Dampak Perubahan Penanganan Covid-19
terhadap Ekonomi Cina Yopie Hidayat : Kontributor Tempo |
MAJALAH TEMPO, 04
Desember 2022
AKHIRNYA pemimpin Cina, Xi
Jinping, melunak juga. Pemerintah Cina mulai melempar sinyal akan
melonggarkan cara-cara penanganan pandemi Covid-19 yang selama ini mengekang
aktivitas ekonomi Cina. Pasar finansial di seluruh dunia pun lega melihat
isyarat itu. Dalam hal penanganan
Covid-19, Cina bisa dibilang sangat ketinggalan zaman, bak orang tua kolot
nan penakut. Ketika seluruh dunia sudah menerima Covid-19 sebagai penyakit
biasa layaknya influenza, pemerintah Cina masih menganggapnya sebagai
penyebar maut dan amat berlebihan dalam menanganinya. Temuan satu-dua kasus
saja sudah cukup menjadi alasan untuk menutup seluruh kota dan mengurung
penduduknya dalam karantina selama berpekan-pekan. Bukan cuma kebebasan warga
yang terenggut. Korban terbesar kebijakan paranoid itu adalah ekonomi.
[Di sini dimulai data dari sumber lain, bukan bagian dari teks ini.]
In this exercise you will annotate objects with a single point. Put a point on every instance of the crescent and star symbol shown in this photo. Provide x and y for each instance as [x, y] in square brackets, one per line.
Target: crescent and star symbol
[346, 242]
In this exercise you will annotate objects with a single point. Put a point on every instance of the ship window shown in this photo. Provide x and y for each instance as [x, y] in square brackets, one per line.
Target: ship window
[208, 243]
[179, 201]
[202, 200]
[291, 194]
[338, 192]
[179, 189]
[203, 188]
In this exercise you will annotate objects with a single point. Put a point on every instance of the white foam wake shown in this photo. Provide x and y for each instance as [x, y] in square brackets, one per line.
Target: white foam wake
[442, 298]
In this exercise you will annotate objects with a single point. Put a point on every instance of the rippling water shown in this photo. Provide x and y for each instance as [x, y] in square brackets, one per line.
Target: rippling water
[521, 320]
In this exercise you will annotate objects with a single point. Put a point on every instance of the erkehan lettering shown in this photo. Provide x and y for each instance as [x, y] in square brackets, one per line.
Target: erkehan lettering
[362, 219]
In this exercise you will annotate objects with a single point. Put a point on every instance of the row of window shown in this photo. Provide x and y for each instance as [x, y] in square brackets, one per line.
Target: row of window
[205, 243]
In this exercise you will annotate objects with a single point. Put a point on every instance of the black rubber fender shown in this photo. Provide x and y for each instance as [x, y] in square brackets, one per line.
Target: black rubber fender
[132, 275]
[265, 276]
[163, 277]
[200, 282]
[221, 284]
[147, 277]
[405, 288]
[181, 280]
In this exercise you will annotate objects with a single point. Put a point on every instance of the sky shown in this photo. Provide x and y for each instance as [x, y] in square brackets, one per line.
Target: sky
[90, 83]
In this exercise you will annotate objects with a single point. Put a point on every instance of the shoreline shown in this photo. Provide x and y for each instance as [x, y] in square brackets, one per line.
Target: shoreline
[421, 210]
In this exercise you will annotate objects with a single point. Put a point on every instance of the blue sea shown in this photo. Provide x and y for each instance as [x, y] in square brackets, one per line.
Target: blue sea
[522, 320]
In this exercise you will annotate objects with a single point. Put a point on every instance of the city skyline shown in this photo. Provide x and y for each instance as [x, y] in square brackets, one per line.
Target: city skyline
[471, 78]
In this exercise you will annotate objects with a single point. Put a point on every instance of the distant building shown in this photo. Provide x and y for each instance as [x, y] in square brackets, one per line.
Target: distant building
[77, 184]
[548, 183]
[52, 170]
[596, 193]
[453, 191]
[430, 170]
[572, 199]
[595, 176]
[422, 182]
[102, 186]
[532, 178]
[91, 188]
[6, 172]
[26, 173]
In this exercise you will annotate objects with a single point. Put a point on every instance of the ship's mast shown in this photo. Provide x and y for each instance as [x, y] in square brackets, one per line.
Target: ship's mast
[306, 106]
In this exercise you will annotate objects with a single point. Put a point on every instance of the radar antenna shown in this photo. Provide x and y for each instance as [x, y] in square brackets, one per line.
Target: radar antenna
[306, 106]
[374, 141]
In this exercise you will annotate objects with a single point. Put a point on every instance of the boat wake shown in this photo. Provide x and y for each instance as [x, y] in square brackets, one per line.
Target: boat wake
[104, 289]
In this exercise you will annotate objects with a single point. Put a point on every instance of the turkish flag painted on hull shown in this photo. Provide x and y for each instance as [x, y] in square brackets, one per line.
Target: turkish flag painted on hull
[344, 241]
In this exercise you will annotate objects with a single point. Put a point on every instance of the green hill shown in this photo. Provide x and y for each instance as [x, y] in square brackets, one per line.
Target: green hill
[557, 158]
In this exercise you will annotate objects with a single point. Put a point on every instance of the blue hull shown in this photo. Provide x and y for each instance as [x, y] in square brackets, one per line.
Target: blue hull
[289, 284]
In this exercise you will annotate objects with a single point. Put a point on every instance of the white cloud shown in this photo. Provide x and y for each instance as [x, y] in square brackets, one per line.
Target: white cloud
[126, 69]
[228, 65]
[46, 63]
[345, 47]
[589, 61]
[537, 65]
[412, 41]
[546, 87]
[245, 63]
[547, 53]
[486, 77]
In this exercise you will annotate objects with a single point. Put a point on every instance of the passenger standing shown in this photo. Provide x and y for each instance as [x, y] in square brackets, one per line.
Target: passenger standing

Pertumbuhan ekonomi Cina (secara tahunan) pada kuartal III 2022 hanya
3,9 persen, jauh di bawah target pemerintah yang sebesar 5,5 persen. Jika
pergerakan ekonomi Cina tersendat, seluruh dunia turut merasakan dampaknya. Maklum, Cina merupakan
pusat manufaktur segala macam produk yang memenuhi kebutuhan konsumen di
seluruh dunia. Jika sumber utamanya terganggu, pasokan berbagai barang
terhambat, dampaknya pasti amat signifikan terhadap bisnis. Satu contoh saja,
menurut hitungan analis yang dikutip Financial Times, Apple Inc bisa
kehilangan potensi penjualan senilai US$ 1 miliar setiap pekan selama pabrik
iPhone di Zhengzhou terkena lockdown. Konsumen harus menunggu lebih lama
untuk memperoleh produk-produk Apple terbaru. Omzet penjualannya pun merosot. Itu sebabnya pasar finansial
sempat bergejolak ketika protes merebak di berbagai kota besar di Cina dua
pekan lalu. Warga yang sudah tak tahan lagi terkurung melawan dengan turun
berdemonstrasi di jalan. Apalagi protes itu juga sempat menyentuh soal paling
tabu: desakan agar Xi Jinping mundur dari jabatannya. Jika situasi di Cina
memburuk, apalagi sampai tak terkendali dan pecah menjadi kerusuhan, inflasi
global bisa makin melonjak. Pasokan barang yang pampat tentu membuat harga
makin melambung. Jika hal itu terjadi,
upaya bank sentral di berbagai negara melawan inflasi dengan menaikkan bunga
bakal sia-sia. Percuma saja melawan inflasi lewat kebijakan moneter seraya
mengorbankan pertumbuhan ekonomi jika penyebabnya adalah gangguan serius pada
rantai pasokan. Meski bunga sudah dinaikkan amat tinggi, harga-harga akan
naik juga. Bagi Indonesia, situasi
bisa lebih runyam jika kekisruhan itu tak segera teratasi. Melambatnya
ekonomi Cina berpotensi menyeret turun harga berbagai komoditas yang menjadi
sumber utama surplus neraca perdagangan Indonesia 30 bulan terakhir. Tanpa
ganjalan pasokan dolar dari surplus perdagangan, Indonesia bisa menghadapi
persoalan besar: aliran dolar masuk makin surut. Kemungkinan buruk itu sudah
tecermin pada melemahnya rupiah menjadi sekitar 15.700 per dolar Amerika
Serikat sepanjang dua pekan lalu, ketika gelombang protes di Cina mencapai
puncaknya. Untungnya, situasi cepat
berbalik. Pada Kamis, 1 Desember lalu, Sun Chunlan, Wakil Perdana Menteri
Cina yang bertanggung jawab menangani pandemi Covid-19, mengatakan Cina
sekarang memasuki fase baru. Sebab, varian Covid-19 tidak lagi mematikan.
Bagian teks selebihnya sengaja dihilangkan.